I was tempted to pat myself on the back–and actually, I suppose I did. It’s true–many mzungus here live in gated communities in houses with lots of amenities–even running water and flushing toilets! These things we are happy to do without. Likewise, for many mzungus the cost of a day laborer to wash, cook, clean, and go to market is so cheap (about $1 per day) that, why wouldn’t you hire help? And certainly it is a blessing to the woman who now can put food on her family’s table. But for the moment, I indulged in comparing myself to “other mzungus” and it was nice to feel like I was actually adapting well to a much different style of life and standard of living.
As well, I could easily compare myself to myself. I also recently blogged about how much busier I am here than in Amercia. In that regard, as well as others (such as being content with less and engaging more in the work of the ministry), I compare very well to “myself” of, say, just six months ago. So all the way around, I suppose I have a lot to feel good (self-righteous?) about.
But it didn’t take me long at all to remind myself that neither my “old self” nor others are my true standard of measure. The example of Christ is, and His teachings are. And didn’t He say,
…”you are to be perfect, as your heavenly Father is perfect.”

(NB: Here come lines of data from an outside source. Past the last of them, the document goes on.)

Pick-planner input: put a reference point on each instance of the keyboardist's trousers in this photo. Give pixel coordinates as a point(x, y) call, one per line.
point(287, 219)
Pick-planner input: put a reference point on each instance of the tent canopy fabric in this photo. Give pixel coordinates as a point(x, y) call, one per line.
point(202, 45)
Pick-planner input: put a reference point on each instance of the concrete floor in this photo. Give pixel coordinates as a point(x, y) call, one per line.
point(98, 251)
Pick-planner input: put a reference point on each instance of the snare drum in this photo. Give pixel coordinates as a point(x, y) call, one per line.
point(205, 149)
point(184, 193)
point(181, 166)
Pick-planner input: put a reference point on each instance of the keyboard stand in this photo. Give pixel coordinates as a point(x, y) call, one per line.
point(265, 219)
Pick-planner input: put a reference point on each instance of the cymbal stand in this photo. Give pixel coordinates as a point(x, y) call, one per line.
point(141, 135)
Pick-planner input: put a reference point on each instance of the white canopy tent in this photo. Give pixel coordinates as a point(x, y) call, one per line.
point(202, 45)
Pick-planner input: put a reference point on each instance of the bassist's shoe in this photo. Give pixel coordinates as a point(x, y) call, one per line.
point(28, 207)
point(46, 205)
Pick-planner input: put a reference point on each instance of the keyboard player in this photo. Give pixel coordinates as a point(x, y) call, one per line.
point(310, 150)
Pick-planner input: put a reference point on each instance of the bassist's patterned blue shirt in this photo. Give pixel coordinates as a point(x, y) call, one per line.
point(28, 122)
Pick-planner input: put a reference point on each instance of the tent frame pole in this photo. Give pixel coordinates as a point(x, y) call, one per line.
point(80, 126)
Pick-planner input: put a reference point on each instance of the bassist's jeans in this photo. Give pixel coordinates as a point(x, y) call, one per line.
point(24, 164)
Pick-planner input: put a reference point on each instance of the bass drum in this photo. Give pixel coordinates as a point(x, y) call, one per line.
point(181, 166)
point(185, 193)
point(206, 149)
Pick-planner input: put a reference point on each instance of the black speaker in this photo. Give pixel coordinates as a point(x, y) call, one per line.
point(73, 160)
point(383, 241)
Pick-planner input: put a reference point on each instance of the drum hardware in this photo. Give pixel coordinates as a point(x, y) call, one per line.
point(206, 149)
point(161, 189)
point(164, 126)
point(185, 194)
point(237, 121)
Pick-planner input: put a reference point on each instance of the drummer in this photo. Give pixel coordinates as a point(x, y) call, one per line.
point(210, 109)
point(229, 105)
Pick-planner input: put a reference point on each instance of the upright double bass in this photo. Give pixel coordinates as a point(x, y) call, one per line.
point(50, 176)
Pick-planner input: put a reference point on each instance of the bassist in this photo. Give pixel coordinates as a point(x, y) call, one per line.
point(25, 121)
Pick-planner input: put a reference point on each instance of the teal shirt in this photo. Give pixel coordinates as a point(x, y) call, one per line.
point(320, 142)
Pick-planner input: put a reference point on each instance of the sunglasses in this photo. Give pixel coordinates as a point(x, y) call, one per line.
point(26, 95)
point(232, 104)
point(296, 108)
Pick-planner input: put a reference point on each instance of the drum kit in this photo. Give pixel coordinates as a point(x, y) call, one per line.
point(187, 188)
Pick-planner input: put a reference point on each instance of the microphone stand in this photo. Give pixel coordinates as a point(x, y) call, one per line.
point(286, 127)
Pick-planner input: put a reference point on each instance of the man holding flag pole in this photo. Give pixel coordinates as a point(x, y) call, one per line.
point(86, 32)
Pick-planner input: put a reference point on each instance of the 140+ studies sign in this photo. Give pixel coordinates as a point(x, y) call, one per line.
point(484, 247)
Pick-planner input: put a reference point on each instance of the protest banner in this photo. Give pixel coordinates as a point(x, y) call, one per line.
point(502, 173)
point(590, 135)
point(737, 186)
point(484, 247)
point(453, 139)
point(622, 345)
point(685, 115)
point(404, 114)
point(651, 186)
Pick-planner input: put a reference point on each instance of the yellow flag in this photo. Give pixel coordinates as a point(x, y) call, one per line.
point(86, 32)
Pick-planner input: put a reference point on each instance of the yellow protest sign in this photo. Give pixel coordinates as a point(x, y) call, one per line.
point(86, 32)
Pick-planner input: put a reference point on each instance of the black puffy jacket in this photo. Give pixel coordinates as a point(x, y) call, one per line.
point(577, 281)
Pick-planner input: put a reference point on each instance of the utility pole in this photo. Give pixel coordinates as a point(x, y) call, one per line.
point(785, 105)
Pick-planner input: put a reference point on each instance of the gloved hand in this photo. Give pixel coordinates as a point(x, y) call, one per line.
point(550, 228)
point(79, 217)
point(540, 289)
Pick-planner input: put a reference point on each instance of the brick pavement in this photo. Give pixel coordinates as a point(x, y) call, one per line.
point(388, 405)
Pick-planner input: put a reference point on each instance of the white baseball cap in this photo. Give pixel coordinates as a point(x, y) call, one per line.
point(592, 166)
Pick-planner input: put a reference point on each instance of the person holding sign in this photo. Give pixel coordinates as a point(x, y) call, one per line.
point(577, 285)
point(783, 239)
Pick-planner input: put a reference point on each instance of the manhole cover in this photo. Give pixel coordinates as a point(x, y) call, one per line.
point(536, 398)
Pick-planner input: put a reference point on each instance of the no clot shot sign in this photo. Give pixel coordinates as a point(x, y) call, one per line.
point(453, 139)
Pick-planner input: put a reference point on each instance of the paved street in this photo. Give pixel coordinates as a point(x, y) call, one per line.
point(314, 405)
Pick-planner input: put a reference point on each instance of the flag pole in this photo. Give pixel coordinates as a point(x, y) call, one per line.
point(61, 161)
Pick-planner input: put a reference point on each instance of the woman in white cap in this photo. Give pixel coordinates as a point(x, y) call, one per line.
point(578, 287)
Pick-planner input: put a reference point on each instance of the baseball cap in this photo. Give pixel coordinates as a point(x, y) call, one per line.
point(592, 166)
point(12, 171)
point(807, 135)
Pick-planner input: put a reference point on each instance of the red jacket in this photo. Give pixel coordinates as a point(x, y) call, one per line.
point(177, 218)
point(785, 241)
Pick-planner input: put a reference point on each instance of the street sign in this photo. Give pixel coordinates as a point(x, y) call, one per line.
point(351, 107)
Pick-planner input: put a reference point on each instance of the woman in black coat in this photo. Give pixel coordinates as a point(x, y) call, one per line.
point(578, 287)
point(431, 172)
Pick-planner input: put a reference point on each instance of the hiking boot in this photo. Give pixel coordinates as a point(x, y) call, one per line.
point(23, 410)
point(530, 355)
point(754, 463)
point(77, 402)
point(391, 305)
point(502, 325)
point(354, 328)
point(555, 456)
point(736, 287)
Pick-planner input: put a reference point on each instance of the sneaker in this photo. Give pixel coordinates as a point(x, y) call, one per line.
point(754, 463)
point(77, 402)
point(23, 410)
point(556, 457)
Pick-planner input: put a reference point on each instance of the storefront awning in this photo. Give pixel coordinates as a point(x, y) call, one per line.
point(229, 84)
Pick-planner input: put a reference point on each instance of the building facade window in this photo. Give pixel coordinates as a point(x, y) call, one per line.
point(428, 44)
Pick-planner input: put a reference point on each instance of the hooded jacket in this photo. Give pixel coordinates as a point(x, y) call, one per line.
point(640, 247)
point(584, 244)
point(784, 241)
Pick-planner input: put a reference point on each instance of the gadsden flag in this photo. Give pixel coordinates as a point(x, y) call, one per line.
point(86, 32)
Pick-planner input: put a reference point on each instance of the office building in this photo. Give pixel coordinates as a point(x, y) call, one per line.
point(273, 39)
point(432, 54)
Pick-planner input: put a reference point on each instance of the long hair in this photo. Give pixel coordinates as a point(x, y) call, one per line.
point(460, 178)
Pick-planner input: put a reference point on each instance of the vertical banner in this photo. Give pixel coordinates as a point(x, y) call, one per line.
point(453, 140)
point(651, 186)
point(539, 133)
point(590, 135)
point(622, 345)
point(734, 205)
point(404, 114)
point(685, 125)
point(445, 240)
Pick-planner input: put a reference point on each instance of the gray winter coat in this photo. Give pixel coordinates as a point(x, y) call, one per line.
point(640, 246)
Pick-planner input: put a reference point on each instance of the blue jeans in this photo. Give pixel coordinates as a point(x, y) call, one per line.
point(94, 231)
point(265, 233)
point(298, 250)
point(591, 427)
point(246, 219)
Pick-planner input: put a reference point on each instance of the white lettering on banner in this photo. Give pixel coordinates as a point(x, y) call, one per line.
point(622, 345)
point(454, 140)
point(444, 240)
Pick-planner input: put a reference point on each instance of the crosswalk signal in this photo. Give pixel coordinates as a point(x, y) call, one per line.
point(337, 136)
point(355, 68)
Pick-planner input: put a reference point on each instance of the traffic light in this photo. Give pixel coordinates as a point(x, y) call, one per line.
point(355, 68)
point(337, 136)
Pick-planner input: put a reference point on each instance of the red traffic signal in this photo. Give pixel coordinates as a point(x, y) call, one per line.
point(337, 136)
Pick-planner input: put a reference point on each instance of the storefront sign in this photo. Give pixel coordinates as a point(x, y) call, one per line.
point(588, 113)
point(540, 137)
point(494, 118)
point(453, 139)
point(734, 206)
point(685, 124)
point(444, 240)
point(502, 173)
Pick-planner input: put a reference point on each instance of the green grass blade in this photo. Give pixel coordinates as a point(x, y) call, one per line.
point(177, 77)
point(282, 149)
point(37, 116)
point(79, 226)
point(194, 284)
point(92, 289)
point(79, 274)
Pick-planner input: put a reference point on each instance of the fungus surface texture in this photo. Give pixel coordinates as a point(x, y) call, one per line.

Yes, we are works in progress. Yes, we need (and receive) much grace. But let us not forget that the purpose of God’s grace is to help us grow in holiness (see Titus 2:11-13). When we compare ourselves with others or even with our own selves, it is easy to make something of our spiritual progress. But if our standard is Christ, of course we fall woefully short. I don’t know about you, but my response to that feeling of inadequacy is to strengthen my resolve to persevere in glorifying my Savior, who is more than worthy of my best effort.